1. Physiology of Micturition
The bladder has dual innervation (somatic, autonomic) with higher centre modulation. Get this right and every pathology makes sense. [1]
| Nerve | Origin | Receptor/Target | Function |
|---|---|---|---|
| Pudendal nerve (somatic) | S2–S4, Onuf's nucleus (anterior horn) | Nicotinic receptors on striated muscle | External urethral sphincter, anterior levators, superficial perineal muscles — voluntary continence |
| Pelvic nerve (parasympathetic) | S2–S4 | Muscarinic (M3 > M2) on detrusor | Detrusor contraction, bladder neck relaxation, levator ani — voiding |
| Hypogastric nerve (sympathetic) | T10–L2 | β₃-adrenergic on detrusor body; α₁-adrenergic on bladder neck/urethra | Detrusor relaxation (β₃) + bladder neck contraction (α₁) — storage |
Why this matters: During storage, sympathetic tone keeps the detrusor relaxed (β₃) and the bladder neck closed (α₁), while the pudendal nerve keeps the external sphincter tonically contracted. During voiding, parasympathetic activation contracts the detrusor (M3), while somatic and sympathetic tone are inhibited — the sphincter relaxes. If you understand this, you understand why β₃-agonists (mirabegron) help OAB, why antimuscarinics reduce detrusor contractions, and why α-blockers can worsen stress incontinence.
Higher centres [1]:
- Pontine micturition centre (PMC): The actual organizational centre for the micturition reflex. Receives afferent stretch input from detrusor and cerebellar input for coordinated voiding.

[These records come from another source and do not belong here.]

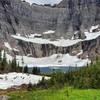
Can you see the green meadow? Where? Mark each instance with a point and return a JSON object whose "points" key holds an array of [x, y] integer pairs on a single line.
{"points": [[58, 94]]}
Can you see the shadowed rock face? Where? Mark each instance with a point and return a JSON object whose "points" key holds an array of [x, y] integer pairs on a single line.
{"points": [[82, 13]]}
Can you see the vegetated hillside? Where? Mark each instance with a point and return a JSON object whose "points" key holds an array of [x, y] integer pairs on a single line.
{"points": [[58, 94], [83, 78]]}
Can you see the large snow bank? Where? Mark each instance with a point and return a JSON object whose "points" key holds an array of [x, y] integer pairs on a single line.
{"points": [[54, 60], [59, 42], [16, 79]]}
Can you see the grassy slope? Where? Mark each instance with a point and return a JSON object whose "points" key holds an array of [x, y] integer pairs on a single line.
{"points": [[63, 94]]}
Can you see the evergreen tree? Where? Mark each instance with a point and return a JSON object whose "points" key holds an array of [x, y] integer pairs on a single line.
{"points": [[25, 69]]}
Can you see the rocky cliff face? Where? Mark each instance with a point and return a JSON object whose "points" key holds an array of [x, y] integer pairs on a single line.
{"points": [[70, 16], [82, 13]]}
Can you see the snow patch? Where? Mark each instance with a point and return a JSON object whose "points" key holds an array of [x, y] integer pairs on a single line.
{"points": [[54, 60], [17, 79], [93, 28], [49, 32]]}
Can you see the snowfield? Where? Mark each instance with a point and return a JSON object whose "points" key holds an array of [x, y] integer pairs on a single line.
{"points": [[56, 60], [17, 79]]}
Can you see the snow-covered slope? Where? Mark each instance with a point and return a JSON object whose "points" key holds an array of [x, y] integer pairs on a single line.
{"points": [[16, 79], [54, 60]]}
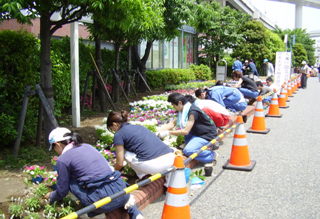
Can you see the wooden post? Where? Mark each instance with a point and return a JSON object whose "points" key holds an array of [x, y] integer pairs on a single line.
{"points": [[119, 83], [22, 117], [39, 125], [85, 92], [46, 106]]}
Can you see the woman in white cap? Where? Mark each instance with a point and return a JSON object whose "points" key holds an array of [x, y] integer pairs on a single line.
{"points": [[270, 68], [87, 174], [305, 70]]}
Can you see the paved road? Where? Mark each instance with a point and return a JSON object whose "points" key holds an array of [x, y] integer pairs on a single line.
{"points": [[285, 181]]}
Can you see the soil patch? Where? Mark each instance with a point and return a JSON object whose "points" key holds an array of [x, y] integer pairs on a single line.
{"points": [[12, 181]]}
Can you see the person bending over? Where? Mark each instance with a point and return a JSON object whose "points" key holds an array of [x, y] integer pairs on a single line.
{"points": [[196, 126], [214, 110], [228, 97], [87, 174], [145, 152], [264, 90], [245, 85]]}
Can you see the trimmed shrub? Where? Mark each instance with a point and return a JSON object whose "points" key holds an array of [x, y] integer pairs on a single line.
{"points": [[201, 72], [19, 67], [163, 77]]}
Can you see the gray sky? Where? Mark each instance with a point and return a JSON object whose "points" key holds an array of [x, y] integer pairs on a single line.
{"points": [[283, 14]]}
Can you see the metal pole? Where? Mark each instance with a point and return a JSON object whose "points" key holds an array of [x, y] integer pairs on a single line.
{"points": [[21, 121]]}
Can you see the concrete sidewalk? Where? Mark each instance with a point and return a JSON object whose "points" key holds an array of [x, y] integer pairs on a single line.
{"points": [[284, 182]]}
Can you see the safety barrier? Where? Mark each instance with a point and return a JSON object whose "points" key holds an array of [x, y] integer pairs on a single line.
{"points": [[154, 177]]}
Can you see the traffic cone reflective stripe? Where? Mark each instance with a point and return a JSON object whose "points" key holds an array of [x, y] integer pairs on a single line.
{"points": [[293, 87], [286, 91], [274, 110], [258, 124], [177, 201], [282, 99], [289, 90], [239, 158]]}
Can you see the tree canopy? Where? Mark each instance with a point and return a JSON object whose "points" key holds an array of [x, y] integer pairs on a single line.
{"points": [[256, 43], [302, 37], [300, 54], [218, 26]]}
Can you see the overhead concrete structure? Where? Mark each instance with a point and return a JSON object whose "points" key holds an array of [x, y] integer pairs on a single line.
{"points": [[299, 4], [248, 7]]}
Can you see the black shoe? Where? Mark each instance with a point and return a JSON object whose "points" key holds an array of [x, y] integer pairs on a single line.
{"points": [[215, 146], [244, 118]]}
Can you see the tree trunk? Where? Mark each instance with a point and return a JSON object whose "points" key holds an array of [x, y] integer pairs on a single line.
{"points": [[115, 86], [45, 69], [142, 63], [102, 97]]}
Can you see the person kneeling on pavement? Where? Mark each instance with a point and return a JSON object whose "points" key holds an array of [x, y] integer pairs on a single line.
{"points": [[141, 148], [264, 90], [87, 174], [197, 127]]}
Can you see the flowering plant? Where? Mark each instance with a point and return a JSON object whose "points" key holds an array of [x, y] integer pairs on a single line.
{"points": [[108, 155], [54, 160], [35, 171], [52, 178]]}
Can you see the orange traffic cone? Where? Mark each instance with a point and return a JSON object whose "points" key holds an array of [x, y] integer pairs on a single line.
{"points": [[177, 201], [296, 84], [258, 124], [286, 91], [282, 98], [274, 110], [240, 159], [289, 90], [293, 87]]}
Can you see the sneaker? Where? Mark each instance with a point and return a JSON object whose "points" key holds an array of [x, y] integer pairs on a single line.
{"points": [[139, 216], [214, 162], [143, 178], [215, 146], [182, 146]]}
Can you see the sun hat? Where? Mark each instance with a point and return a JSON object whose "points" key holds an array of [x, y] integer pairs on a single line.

- Frontal cortex: Provides inhibitory input to PMC — this is why frontal lobe lesions (e.g., dementia, NPH, frontal tumours) cause urge incontinence.
- Sacral micturition centre: Communicates with pons to execute the micturition reflex arc.
- Cerebellum: Coordinates smooth voiding.
Key Concept: Suprasacral vs Sacral Lesions
Suprasacral spinal cord injury: Acutely → spinal shock → areflexic bladder → retention/overflow. Later → loss of cortical inhibition → detrusor overactivity (urge incontinence) ± detrusor-sphincter dyssynergia (DSD).
Sacral cord / cauda equina injury: Loss of parasympathetic drive → areflexic/hypotonic bladder → overflow incontinence (this pattern is permanent, not biphasic like suprasacral).
"A reflex action at the level of spinal cord with stimulation by full bladder with sudden complete relaxation of sphincter muscles and immediately followed by detrusor contraction. Organized in pontine micturition centre. Voluntary control at cortical level." [1]
Sequence:
- Bladder fills → afferent stretch fibres (Aδ fibres) via pelvic nerve → sacral cord → pons
- PMC integrates cortical permission + cerebellar coordination
- Efferent parasympathetic → detrusor contracts
- Simultaneous somatic inhibition → external sphincter relaxes
- Sympathetic inhibition → bladder neck opens
- Voiding occurs at low pressure with coordinated flow
2. Bladder Function: Storage and Voiding
Storage (filling): Efficient and low-pressure filling, lower pressure storage and perfect continence [1]
Voiding: Periodic voluntary urine expulsion at low pressure [1]
- Accommodation of urine at low pressure — the bladder is highly compliant (elastic walls)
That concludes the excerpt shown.